Comparison of DNA-derived amino acid sequence of Sso0417 with archaeal, bacterial, and eukaryotic iPGMs. Shown is the DNA-derived amino acid sequence of the protein product of ORF sso0417 from S. solfataricus (Sso0417 [38], GenBank accession no. Q980A0) and, immediately below it, the sequence of iPGMs from the archaeon P. furiosus (Pfs iPGM [42]; GenBank accession no. AAL82083), the eukaryote T. brucei (Tbr iPGM [8]; GenBank accession no. CAB85498), and the bacterium B. stearothermophilus (Bst iPGM [6]; GenBank accession no. AF120091). The sequences were aligned by using the CLUSTALW program available from the European Bioinformatics Institute, with the C-terminal ca. 60 residues adjusted by eye. Amino acid identities between each of the established iPGMs and Sso0417 are indicated by colons, whereas nonidentical amino acids of very similar character are indicated by periods. Amino acids comprising subdomain A of iPGM from B. stearothermophilus (26) are underlined. Amino acids involved in metal ion binding in iPGM are marked by asterisks. Other amino acid residues that are conserved among the subdomain B regions of bacterial and eucaryal iPGMs are indicated by plus signs. The catalytically essential serine residue of the iPGM from B. stearothermohpilus is marked by “@.”

FIG. 3.

rSso0417 possesses PGA mutase activity.

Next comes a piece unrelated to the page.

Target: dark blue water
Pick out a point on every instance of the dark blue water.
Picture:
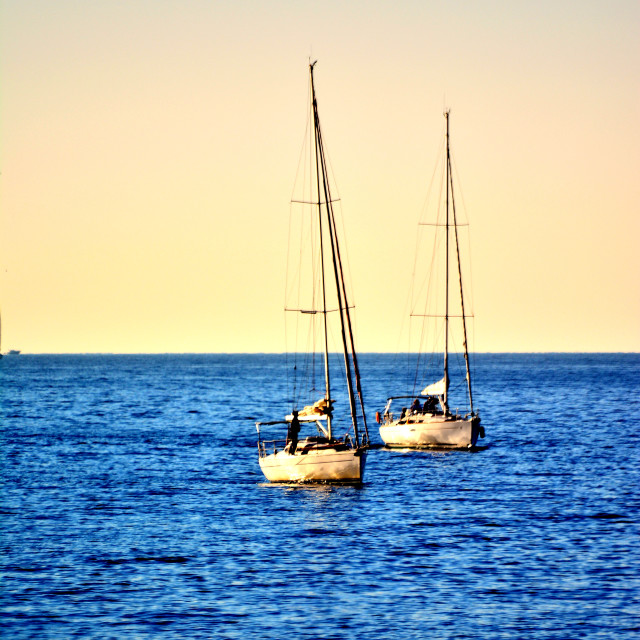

The PGA mutase activity of both rSso0417 (•) and a mutationally altered form in which Ser₅₉ was altered to Thr (○) was measured spectrophotometrically by using a coupled assay system that measures the increase in absorbance at 240 nm that takes place when 2-PGA is converted to phosphoenolpyruvate by enolase. Also shown are the changes in absorbance observed in control assays in which either the potential PGM (□), enolase (▵), or 3-PGA (▪) was omitted. All assays were performed in triplicate, with error bars indicating the magnitude of the standard error. For further details, see Materials and Methods.

FIG. 4.

Metal ion preference of rSso0417. rSso0417 was phosphorylated with [γ-³²P]ATP to a stoichiometry of ∼0.5 mol/mol, purified, and then dialyzed against buffer containing 0.05 mM EDTA to remove any remaining metals. The phosphoenzyme was incubated with one of the metal ions listed, each at a concentration of 0.1 mM, for 5 min at a temprature of 65°C in the presence or absence of 3-PGA at 0.1 mM. The protein was then isolated by SDS-PAGE, and the amount of protein-bound [³²P]phosphate determined by electronic autoradiography. The control represents enzyme that was incubated for 5 min at 65°C in the absence of both metals and 3-PGA. In prior experiments it was observed that incubation with 3-PGA in the absence of metals had no effect on enzyme-bound phosphate. For further details, see Materials and Methods.